The portable gaming industry hasn't been faring well as of late, and much of it is because today's smartphones are capable of excellent gameplay, plus you get so much more than just gaming. Can Sony turn its PSP fortunes around by turning it into a phone?

Ed Hansberry, Contributor

October 12, 2010

3 Min Read

The portable gaming industry hasn't been faring well as of late, and much of it is because today's smartphones are capable of excellent gameplay, plus you get so much more than just gaming. Can Sony turn its PSP fortunes around by turning it into a phone?Several people at IndustryGamers think that a PSP phone is the way to go. It will be hard to continue as a dedicated gaming platform when vying for the consumer's hard earned money against smartphones today.

A few years ago, it might have made more sense. Even as late as 2007 after the iPhone had shipped, it wasn't really a good gaming platform as there was no App Store that first year. Whatever games that were available were of limited quality compared to what the PSP or Nintendo DS had.

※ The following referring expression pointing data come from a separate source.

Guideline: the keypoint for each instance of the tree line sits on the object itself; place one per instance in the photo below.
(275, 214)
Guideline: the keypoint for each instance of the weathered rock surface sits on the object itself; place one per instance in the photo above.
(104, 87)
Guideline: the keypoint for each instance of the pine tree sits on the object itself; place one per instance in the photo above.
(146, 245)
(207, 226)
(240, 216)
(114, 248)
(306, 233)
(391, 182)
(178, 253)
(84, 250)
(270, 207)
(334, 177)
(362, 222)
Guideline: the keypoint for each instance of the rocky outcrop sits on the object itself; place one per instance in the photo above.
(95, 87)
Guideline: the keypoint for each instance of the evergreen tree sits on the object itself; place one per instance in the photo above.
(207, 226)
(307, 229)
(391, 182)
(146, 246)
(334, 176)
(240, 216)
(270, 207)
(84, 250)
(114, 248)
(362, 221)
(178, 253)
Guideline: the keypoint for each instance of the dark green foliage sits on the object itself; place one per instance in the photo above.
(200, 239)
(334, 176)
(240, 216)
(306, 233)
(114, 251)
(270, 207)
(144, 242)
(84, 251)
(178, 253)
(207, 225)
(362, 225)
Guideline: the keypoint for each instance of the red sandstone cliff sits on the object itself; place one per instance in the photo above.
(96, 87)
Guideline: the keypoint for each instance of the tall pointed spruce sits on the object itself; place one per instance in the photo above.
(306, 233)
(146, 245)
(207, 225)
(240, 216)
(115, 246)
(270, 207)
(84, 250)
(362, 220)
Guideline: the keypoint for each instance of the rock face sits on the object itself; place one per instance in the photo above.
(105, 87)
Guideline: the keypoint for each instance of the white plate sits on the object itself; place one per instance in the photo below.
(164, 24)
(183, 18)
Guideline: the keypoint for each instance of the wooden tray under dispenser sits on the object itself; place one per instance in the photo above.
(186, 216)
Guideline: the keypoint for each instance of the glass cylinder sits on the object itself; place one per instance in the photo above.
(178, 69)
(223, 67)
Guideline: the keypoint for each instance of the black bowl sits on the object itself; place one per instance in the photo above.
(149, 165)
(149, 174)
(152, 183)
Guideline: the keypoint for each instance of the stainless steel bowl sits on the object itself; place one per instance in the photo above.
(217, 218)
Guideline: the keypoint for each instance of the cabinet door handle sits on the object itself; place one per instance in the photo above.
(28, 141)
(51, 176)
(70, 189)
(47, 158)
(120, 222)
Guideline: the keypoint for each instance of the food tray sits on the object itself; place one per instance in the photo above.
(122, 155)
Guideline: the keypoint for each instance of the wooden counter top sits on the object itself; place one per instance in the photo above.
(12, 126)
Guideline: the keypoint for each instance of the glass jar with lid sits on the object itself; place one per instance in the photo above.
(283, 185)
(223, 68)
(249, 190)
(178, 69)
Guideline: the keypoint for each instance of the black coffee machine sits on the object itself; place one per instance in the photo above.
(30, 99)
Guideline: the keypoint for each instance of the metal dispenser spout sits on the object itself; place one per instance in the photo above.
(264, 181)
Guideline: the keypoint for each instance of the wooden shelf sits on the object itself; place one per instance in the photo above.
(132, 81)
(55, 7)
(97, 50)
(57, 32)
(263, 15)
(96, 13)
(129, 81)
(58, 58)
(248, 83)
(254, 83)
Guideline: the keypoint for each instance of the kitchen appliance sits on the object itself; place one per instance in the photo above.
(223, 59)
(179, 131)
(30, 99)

Android wasn't out yet and the other smartphone platforms didn't lend themselves to action packed gaming like portable gaming systems did.

If Sony goes this route, it wouldn't be the first company to do so. Nokia tried this with the N-Gage platform in 2003. Here in the US at least, it had very limited success and didn't remain on carrier's shelves very long.

I believe Sony is going about this the wrong way, and any attempt at merging the PSP with a phone will only postpone the inevitable. The problem is not just anyone can develop a PSP game. As with all gaming systems, the PSP is closed, and requires developers to have their game certified for the platform. This keeps quality high as well and prevents content unsuitable for kids from being developed at all. The downside to this is it is more expensive to develop for than it is to just grab a phone's software development kit and write a game from scratch. Submitting to an application store is nothing compared to what goes on with game submission for dedicated systems.

To have an excellent gaming experience, the phone would have to have custom hardware to support extra buttons, and the phone's operation would suggest games first, everything else second. Sony could work with Android to bring this phone about, as has been suggested by some, but I fail to see how they could do so without customizing it so heavily that it would suffer compatibility issues with some regular Android apps. If they did focus on the phone and compatibility, how would that be any different from any other smartphone today?

Both iOS and Android have a decent gaming story today and Windows Phone 7 will show off its stuff next month with its Xbox Live integration. As more and more kids get smartphones, general use with gaming capabilities will be more important than a gaming focus that has a few social media apps on it. Teens and adults will certainly go that direction as well.

Do you think Sony can turn it around, or are portable gaming systems going to be completely replaced by the gaming capable smartphones of today?